• Welcome to Lousy Print.

    This is where you can order printouts of your favorite pictures, to be printed with dot matrix printers. These are printers that were common years ago, in the 1970s, 1980s and a bit during the 1990s.

    Because these have been kinda standard for at least 30 years, a little culture formed around them. Dot matrix printers belong to the "impact" printers family. They work like a typewriter: a metal rod strikes the ink-soaked ribbon against an area on the paper sheet and produces a shape. Typewriters produced the symbol that was pressed. Dot matrix printers can produce graphics, or predefined fonts that they have preloaded in their memory. We can use them to print any pictures you want to have printed, or we can use them to make ASCII art with your picture.

    We print whatever you send us, in whatever way you want us to print it, then send the paper sheet with the printout to your snail mail address.

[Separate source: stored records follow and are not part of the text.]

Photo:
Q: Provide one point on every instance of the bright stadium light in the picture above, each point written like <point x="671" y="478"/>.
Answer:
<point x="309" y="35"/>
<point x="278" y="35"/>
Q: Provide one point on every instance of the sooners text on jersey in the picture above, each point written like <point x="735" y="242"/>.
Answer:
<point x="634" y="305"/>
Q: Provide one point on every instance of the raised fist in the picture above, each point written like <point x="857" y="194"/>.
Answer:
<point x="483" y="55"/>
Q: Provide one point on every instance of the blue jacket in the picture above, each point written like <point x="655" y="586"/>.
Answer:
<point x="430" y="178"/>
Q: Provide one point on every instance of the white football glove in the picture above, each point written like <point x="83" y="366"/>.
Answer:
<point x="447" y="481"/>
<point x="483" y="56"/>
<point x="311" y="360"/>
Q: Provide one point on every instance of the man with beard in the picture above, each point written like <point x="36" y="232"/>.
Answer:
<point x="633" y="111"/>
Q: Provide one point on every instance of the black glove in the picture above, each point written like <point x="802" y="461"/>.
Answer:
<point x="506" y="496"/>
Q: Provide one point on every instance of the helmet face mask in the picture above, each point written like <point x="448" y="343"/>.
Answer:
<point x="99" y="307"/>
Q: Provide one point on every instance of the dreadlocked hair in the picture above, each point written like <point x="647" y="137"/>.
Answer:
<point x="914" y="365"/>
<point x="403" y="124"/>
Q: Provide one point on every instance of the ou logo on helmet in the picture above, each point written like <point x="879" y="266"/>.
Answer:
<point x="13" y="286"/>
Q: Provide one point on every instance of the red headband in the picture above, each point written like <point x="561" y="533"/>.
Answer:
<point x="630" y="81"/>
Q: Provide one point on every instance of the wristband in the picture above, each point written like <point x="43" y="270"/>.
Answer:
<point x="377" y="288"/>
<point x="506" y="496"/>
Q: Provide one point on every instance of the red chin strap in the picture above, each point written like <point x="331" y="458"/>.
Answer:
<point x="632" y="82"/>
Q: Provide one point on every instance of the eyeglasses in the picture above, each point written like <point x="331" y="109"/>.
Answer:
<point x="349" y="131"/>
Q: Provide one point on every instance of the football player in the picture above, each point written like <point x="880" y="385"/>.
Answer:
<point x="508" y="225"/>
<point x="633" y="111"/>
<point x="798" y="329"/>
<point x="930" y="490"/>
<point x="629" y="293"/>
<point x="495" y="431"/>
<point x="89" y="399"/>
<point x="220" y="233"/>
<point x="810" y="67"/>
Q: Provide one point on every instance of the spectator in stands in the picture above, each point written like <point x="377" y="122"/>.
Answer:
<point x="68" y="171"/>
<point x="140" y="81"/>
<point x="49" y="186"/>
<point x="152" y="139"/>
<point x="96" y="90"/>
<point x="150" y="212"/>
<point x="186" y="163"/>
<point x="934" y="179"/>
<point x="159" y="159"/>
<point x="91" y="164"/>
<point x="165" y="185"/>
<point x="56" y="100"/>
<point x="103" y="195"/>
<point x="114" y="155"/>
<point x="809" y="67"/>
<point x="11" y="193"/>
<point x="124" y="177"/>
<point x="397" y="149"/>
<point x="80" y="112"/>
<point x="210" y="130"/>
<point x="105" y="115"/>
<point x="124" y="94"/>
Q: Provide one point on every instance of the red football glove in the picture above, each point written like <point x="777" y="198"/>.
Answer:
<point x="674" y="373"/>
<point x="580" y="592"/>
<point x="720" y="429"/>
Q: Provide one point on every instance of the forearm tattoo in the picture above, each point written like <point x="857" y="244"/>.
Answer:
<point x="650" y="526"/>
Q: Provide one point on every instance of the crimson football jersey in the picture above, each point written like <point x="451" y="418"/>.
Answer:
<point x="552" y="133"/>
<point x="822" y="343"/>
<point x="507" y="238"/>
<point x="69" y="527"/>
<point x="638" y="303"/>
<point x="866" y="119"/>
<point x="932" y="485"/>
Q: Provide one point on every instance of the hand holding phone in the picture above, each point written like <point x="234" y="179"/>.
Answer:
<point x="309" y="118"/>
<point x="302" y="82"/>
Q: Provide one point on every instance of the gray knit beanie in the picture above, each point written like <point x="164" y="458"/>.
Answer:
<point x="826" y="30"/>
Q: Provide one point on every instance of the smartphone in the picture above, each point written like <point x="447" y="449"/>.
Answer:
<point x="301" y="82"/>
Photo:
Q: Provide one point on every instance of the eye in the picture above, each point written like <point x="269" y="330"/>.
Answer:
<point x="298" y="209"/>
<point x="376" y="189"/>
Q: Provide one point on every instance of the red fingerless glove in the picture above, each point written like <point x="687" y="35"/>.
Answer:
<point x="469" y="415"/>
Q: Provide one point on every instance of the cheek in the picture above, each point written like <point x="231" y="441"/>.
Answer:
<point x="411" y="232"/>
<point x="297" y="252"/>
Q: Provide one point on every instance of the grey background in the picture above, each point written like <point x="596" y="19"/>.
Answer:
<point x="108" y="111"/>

    For more info, you might want to check the FAQ.

    Have fun!

  • Lousyprint FAQ

    Questions will be added as you ask them, of course.

    1. What is a dot matrix printer?

    It is a printer that has a few needles. They strike a ribbon that is soaked in some special ink and the ribbon is thus pressed against the paper to be printed on. Thus, a colored dot appears on the paper. Usually, the dot is black and the printer can only output grayscale printouts. But color dot matrix printers exist, and we've got them. Such a printer can have 7, 9 or 24 pins. 7-pin ones are completely gone. But 9-pin printing heads were at some point combined into 18-pin heads (by using two in the same assembly) and even 36-pin printing heads (by using four). The more pins a dot-matrix printer has, the higher the print resolution it can output.

    2. Why would I buy a dot matrix printout?

    Because it looks somewhat artistic, like an old, grainy, black and white movie. And we can also provide color printouts, rarely encountered during the dot matrix days. The lower the resolution, the more visible the graininess is.

    3. What is ASCII art?

    That is a picture made out of regular characters. One can "draw" pictures with the use of computer characters. This was done in the past using impact printers or even fax machines (called fax art). The standard characters that an average computer can display are called ASCII (American Standard Code for Information Interchange), hence the name ASCII art. An example of a picture converted to ASCII art: http://photoshopcall.com/wp-content/uploads/2010/07/ascii-art-photoshop-tutorial-530x257.jpg They have a tutorial about how to prepare pictures to be transformed into such art in Photoshop: http://photoshopcall.com/software/tutorial-on-how-to-make-ascii-art-photo-effect/ But the easiest way we discovered is to use the online ASCII art generator found here However, given a little more patience, the tool called Ascgen dotNET makes much better ASCII art pictures.

    4. How to generate ASCII art from my picture?

    Short answer: http://ascgendotnet.jmsoftware.co.uk

    5. What is color HTML?

    That is also a picture made out of regular characters, just like ASCII art. One can "draw" pictures with the use of computer characters, but this time, a block of characters will be created and each character will have a different color, trying to match the original colors from the source picture. A good example of the differences between regular ASCII art and color HTML art can be seen in this picture: http://www.orangeinks.com/wp-content/uploads/2009/03/colored-ascii-art.png


    6. How to generate a color HTML page from my picture?

    Short answer: http://ascgendotnet.jmsoftware.co.uk

    7. What's an overprint?

    Sometimes the ASCII art generated from a picture wasn't convincing enough, or could look better. In some cases, people chose to do an overprint, which means to print the same output twice, on the same sheet of paper. The user would simply print once, then feed the same sheet of paper into the printer and print again. Of course, since this was thought up so that ASCII art looked better, we're only offering it for ASCII art as well. We think that printing the same grayscale picture twice, in graphics mode, is unnecessary. Color printing on a dot matrix printer, on the other hand, is almost printing the same thing four times: the printer's ribbon contains four segments of different colors (CMYK - Cyan, Magenta, Yellow, Black) and the printer will print the same spot with each of them, as needed.